Adhere to a schedule
To fix a sleeping cycle begins with actually having a cycle. It can be tempting to jump right to behavioural sleep medicine, but the effort begins with choosing a time to go to bed, and choosing a time to wake up. Sounds really easy, right?
Your circadian rhythm prefers it when you have a consistent sleep schedule, and part of that comes with giving yourself a bedtime – no matter your age. Your sleep quality will improve with time once you begin to implement a sleep routine, and eventually it’ll become second nature!
Don’t eat too close to bedtime
Your body’s digestive process consumes a lot of energy, meaning that eating too close to bedtime can be difficult as your body will be wired and working hard to digest whatever meal you last consumed. It’s not a bad thing if you already have a healthy sleep wake cycle, but for those who are trying to improve their sleep quality, you’re better off ditching the late night snack.
If you are hungry before bed, try to either eat more three hours before you go to sleep or have something light that won’t take too much effort for your body.

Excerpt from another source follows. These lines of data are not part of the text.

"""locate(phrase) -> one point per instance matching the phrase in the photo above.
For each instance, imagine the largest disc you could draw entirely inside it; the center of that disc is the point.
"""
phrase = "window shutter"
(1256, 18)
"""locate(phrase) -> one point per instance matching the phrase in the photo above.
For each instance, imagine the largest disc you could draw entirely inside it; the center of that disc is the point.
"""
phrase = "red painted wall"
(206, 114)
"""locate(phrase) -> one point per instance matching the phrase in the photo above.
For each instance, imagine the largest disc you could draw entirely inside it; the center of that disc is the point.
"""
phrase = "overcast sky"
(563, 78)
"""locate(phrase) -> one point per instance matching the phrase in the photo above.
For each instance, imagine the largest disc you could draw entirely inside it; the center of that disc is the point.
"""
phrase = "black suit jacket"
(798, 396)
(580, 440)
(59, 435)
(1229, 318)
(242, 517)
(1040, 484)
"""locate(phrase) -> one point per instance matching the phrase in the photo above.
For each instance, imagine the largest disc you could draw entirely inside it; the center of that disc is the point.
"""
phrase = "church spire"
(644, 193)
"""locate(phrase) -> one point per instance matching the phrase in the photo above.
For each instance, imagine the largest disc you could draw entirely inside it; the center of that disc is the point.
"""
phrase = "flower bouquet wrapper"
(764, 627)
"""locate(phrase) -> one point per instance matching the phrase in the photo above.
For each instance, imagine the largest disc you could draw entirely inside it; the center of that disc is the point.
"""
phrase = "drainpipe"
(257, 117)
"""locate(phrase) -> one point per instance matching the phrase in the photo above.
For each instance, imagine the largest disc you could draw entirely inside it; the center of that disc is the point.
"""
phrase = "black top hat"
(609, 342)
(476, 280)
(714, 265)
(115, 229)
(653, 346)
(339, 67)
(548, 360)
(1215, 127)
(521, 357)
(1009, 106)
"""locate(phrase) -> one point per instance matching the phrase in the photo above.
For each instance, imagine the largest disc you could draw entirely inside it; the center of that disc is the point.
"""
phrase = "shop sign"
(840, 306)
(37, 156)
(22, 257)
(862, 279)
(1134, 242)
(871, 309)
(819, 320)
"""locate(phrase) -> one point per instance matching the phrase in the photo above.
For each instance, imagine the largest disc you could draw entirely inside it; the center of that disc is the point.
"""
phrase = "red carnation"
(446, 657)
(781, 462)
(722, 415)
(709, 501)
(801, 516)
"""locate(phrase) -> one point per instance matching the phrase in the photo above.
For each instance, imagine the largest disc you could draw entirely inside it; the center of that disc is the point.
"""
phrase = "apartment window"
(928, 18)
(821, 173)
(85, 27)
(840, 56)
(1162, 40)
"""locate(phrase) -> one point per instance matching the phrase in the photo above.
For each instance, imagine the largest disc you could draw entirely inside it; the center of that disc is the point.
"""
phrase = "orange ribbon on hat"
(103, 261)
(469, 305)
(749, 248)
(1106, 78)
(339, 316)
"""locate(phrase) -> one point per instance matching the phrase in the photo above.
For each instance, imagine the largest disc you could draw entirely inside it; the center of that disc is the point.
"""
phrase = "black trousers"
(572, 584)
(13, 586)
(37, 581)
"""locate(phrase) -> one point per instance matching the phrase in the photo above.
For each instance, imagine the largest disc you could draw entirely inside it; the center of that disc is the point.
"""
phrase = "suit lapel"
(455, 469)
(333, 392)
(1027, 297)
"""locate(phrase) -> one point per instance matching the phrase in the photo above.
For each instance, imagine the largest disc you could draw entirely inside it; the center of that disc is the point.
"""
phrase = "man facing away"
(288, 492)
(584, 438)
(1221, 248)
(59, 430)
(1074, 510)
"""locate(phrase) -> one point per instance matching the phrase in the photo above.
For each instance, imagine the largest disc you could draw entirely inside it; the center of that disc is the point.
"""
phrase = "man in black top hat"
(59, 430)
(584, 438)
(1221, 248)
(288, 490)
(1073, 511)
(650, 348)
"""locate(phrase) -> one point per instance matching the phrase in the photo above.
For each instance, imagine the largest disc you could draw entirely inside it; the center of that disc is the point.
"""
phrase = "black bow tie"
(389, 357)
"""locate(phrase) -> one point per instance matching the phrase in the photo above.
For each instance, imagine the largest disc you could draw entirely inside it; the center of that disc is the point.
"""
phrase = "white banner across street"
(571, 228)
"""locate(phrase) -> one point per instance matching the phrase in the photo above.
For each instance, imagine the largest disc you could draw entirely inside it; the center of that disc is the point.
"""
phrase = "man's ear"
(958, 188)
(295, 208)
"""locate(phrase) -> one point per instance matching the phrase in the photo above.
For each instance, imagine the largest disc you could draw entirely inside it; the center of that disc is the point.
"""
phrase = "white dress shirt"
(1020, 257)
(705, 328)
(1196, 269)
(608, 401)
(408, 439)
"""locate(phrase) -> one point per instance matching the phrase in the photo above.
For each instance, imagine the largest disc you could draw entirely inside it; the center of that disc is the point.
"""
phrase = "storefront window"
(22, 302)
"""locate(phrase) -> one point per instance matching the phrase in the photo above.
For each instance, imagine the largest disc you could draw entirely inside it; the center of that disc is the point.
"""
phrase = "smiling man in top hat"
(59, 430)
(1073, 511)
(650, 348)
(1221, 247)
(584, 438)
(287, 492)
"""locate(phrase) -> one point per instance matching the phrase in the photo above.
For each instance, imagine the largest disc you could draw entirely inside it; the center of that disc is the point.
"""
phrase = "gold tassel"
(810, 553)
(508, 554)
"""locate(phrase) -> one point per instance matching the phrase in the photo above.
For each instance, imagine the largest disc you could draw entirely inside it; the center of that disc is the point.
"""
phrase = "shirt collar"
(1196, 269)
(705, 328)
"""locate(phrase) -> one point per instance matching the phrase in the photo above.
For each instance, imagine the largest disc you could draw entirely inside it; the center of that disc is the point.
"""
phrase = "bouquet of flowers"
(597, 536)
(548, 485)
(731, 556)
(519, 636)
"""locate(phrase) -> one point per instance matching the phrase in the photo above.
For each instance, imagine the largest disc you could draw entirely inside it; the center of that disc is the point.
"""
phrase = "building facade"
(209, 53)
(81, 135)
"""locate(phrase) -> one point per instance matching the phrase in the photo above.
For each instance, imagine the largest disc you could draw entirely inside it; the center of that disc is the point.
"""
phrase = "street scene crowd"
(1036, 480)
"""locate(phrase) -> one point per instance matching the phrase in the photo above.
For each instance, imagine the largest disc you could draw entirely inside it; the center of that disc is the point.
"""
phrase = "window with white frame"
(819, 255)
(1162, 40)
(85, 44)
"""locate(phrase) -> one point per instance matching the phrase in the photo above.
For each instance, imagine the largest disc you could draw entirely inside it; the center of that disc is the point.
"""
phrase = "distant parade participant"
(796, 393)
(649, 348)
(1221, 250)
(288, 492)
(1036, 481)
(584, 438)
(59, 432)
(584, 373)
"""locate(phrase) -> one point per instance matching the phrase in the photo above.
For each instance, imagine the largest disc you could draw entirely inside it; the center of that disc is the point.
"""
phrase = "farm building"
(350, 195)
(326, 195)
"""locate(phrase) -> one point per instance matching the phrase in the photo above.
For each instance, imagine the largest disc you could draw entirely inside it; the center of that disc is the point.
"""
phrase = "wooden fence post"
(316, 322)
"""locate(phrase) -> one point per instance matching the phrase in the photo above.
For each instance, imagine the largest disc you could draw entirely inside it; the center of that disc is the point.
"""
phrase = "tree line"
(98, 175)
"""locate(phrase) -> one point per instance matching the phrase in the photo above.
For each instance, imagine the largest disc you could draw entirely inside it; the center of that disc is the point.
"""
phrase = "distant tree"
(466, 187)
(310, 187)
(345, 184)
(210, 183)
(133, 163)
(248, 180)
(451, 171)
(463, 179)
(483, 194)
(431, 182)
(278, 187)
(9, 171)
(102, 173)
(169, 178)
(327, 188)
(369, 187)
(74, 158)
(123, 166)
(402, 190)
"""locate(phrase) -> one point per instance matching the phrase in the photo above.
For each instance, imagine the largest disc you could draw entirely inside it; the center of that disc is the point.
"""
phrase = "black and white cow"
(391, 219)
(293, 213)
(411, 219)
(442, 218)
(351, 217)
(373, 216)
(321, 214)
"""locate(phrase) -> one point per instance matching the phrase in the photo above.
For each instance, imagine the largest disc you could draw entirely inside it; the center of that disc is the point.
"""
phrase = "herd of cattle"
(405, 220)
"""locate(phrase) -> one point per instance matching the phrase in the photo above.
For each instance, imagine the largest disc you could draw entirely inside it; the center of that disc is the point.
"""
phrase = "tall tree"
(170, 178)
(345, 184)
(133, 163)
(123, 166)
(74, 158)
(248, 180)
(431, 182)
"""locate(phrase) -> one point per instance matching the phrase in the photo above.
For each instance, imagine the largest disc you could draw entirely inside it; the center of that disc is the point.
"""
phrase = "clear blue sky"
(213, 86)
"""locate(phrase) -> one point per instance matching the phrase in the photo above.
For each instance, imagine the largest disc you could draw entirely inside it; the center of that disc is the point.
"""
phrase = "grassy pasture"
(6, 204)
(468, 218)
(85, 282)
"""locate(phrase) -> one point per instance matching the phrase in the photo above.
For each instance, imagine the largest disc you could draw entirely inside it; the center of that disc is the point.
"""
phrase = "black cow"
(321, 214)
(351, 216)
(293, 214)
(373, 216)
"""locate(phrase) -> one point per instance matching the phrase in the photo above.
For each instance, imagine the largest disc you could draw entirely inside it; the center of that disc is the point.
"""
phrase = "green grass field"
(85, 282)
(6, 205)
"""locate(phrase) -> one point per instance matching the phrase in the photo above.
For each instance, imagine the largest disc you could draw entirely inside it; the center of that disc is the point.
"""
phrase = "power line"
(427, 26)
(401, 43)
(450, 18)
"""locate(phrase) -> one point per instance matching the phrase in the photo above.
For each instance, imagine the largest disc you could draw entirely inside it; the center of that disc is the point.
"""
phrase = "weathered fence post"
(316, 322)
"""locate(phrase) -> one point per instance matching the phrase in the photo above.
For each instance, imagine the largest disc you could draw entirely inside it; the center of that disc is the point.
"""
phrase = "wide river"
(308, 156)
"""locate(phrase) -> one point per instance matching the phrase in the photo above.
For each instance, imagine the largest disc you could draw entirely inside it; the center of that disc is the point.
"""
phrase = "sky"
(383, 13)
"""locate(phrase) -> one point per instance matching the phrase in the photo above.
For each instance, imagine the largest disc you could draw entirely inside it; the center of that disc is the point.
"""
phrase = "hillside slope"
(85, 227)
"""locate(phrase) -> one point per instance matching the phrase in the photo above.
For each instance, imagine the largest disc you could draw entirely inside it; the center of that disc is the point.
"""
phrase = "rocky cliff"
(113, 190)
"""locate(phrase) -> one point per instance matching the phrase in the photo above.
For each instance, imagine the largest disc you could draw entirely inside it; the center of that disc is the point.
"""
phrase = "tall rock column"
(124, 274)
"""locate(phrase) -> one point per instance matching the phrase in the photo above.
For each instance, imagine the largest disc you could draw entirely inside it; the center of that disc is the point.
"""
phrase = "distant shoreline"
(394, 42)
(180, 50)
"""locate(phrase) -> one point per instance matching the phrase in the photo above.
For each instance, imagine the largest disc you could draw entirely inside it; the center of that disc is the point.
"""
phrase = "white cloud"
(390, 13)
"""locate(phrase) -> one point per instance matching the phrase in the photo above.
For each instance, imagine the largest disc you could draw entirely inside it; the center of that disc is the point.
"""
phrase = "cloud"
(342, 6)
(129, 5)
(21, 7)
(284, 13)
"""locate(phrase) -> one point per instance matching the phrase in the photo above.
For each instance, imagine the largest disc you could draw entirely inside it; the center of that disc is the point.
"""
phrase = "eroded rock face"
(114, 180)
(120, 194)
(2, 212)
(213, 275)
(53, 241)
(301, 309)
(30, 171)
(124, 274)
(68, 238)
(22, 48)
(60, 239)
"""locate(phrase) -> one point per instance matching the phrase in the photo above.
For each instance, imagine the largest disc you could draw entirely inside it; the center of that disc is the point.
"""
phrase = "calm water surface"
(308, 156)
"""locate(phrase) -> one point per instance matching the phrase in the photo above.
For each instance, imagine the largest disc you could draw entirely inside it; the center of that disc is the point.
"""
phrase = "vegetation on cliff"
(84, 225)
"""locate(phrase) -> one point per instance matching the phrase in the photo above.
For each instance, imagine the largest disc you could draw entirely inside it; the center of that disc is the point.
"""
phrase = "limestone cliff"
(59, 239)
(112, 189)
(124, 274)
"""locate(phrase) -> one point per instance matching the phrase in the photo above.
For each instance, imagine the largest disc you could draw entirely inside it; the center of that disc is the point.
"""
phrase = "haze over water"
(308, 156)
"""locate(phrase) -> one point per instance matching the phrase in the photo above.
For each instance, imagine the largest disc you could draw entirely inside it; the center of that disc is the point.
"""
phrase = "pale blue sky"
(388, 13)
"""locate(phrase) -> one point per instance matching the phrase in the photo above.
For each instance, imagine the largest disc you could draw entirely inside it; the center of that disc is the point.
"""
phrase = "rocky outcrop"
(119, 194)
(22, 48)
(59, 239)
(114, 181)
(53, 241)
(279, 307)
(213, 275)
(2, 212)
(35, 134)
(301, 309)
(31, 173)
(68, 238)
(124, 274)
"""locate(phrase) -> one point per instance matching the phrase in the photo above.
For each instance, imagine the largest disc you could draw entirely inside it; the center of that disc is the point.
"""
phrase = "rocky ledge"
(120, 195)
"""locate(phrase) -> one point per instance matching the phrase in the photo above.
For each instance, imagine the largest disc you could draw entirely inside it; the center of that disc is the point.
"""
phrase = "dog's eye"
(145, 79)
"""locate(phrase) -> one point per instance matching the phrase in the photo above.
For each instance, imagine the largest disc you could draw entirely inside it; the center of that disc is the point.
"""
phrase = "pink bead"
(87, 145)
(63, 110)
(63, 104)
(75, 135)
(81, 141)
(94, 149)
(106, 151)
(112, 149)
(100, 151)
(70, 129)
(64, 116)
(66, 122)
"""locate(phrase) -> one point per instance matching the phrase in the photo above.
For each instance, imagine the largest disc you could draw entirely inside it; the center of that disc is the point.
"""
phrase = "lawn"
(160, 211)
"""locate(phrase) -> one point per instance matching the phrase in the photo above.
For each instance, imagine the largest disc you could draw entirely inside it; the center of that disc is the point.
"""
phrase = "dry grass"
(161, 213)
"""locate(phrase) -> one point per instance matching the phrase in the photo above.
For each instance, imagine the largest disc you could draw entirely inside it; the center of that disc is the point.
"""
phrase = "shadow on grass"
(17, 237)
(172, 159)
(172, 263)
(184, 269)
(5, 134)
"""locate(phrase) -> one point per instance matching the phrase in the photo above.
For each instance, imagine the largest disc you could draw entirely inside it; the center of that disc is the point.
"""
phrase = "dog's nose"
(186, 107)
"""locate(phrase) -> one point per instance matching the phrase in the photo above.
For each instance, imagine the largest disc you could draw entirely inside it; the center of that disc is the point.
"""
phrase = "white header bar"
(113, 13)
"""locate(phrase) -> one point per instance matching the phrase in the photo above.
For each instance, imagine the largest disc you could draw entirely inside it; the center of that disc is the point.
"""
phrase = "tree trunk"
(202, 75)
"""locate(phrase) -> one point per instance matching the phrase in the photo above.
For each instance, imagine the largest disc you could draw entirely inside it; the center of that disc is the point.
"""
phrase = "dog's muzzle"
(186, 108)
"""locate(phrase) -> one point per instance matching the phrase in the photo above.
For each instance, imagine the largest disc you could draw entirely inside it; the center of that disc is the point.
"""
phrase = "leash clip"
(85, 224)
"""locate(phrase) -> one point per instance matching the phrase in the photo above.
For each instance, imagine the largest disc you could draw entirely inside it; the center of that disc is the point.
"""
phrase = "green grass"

Try a better sleep environment
Background noise is fine, but too much could be interfering with your sleep schedule. Noisy environments can contribute to restlessness during the time that you’re sleeping – including twitching, shifting, etc. Your internal clock can get disrupted if you wake up frequently, even if you find you haven’t woken all the way. Try to find a dark, quiet place to fall asleep in,
Fixing your sleep schedule isn’t easy
Your body wants to regulate itself, and your circadian rhythm can easily get thrown off course when you disrupt your sleep routine. If these rhythms are off, you might have noticed you’re unable to sleep when the sun goes down and wake up when the sun rises. You may also feel sleepy throughout the day, groggy, and irritable. These are clear indicators that you may be sleep deprived, and it’s time to fix your sleep schedule.
Sleep disorders exist as well. If you are suffering from memory loss, depression, weight gain, or nausea, it might be time to consult a physician or discuss with a certified sleep coach how to reset your sleep schedule or consider medication.